Aid to the Church in Need is to receive an award from the Vatican’s permanent observer to the UN for the charity’s vital work supporting persecuted Christians.
Archbishop Bernardito Auza, Permanent Observer of the Holy See to the United Nations, announced that ACN is the recipient of the 2019 Path to Peace Award.
The Path to Peace Foundation stated that it had chosen the Catholic charity for the award in recognition of its emergency and pastoral aid for Christians suffering oppression and discrimination.
“ACN benefactors have sustained the Easter hope of the Resurrection during the long Good Friday of appalling suffering” – Neville Kyrke-Smith
Neville Kyrke-Smith, National Director, Aid to the Church in Need (UK), said: “Such a recognition is both a compliment and a challenge to Aid to the Church in Need.
“The compliment is to the individual faithful benefactors of ACN who have sustained the Easter hope of the Resurrection during the long Good Friday of appalling suffering, in particular in the Middle East.
“The challenge is now for ACN and other charities to empower the local Christian communities to renew their presence and bring a true pathway to peace.”

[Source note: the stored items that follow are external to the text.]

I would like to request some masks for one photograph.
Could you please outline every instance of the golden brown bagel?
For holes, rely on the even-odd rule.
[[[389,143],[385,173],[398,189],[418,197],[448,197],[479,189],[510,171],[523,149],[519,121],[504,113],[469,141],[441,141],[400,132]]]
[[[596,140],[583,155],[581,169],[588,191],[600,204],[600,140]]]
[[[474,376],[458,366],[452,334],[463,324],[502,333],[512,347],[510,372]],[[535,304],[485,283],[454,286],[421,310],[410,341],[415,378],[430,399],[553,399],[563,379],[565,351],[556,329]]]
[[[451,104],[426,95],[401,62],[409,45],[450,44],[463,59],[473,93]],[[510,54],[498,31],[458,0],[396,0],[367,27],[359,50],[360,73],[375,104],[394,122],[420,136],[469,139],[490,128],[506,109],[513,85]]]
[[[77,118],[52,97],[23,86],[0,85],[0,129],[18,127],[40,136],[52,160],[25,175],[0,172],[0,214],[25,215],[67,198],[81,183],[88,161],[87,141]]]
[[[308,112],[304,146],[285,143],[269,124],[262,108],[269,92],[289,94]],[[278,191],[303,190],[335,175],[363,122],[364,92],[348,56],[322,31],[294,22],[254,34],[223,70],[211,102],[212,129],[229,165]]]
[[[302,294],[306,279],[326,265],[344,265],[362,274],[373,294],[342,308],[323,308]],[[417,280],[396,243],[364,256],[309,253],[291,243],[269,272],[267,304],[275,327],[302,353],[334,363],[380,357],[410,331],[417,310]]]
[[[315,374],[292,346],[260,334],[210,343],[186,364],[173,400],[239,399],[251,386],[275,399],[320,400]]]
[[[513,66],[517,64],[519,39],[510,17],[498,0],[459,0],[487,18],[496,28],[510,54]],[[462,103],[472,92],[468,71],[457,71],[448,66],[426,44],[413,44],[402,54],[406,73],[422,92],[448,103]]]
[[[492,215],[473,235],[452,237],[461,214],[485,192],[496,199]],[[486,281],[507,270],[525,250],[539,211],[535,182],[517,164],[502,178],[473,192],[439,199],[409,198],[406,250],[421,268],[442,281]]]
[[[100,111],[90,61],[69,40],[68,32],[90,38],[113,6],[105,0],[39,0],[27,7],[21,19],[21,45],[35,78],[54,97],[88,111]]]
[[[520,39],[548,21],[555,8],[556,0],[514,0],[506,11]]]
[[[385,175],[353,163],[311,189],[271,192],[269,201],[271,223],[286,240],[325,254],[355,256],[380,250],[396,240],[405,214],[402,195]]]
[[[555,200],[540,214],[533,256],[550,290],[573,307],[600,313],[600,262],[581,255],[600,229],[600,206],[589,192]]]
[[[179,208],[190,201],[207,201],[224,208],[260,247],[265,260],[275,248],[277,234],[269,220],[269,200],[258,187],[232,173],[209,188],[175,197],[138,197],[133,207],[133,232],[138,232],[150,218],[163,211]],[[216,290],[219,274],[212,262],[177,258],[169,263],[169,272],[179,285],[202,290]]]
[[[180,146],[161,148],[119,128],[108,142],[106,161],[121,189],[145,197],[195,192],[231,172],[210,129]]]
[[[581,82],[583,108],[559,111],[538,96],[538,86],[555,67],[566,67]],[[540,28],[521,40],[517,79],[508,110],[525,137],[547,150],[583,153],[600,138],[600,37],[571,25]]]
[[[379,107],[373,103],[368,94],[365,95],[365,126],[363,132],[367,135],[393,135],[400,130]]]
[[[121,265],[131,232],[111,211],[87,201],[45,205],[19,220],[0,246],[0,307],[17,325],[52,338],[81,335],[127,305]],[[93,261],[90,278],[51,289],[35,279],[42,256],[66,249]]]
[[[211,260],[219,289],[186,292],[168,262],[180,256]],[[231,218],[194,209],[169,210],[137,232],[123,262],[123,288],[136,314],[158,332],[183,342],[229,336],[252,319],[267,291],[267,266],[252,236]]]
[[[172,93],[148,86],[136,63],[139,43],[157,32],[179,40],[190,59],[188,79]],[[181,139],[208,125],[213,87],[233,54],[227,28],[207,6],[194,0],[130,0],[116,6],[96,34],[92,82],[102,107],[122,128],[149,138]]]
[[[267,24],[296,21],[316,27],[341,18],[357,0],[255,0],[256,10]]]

Archbishop Auza is president of the Path to Peace to Foundation which, as well as supporting the Vatican’s diplomatic work at the UN, funds humanitarian projects in developing countries.
Dr Thomas Heine-Geldern, Executive President of ACN (International), will be presented with the award in New York on Wednesday, 22nd May.
Previous recipients of the Path to Peace Award include former Secretary Generals of the United Nations, Boutros Boutros-Ghali and Kofi Annan, former President of Poland Lech Walesa and other heads of state.
Last year, ACN supported more than 5,000 projects in 139 countries worldwide, building more than 2,470 churches, chapels, convents and halls, helping 10,000 priests, more than 11,000 religious Sisters and 14,000 Christian education teachers (catechists).
In the Middle East, a priority region for ACN projects, ACN has helped Christians and others who have suffered a genocide – providing food, shelter, medicine, schooling, as well as pastoral support.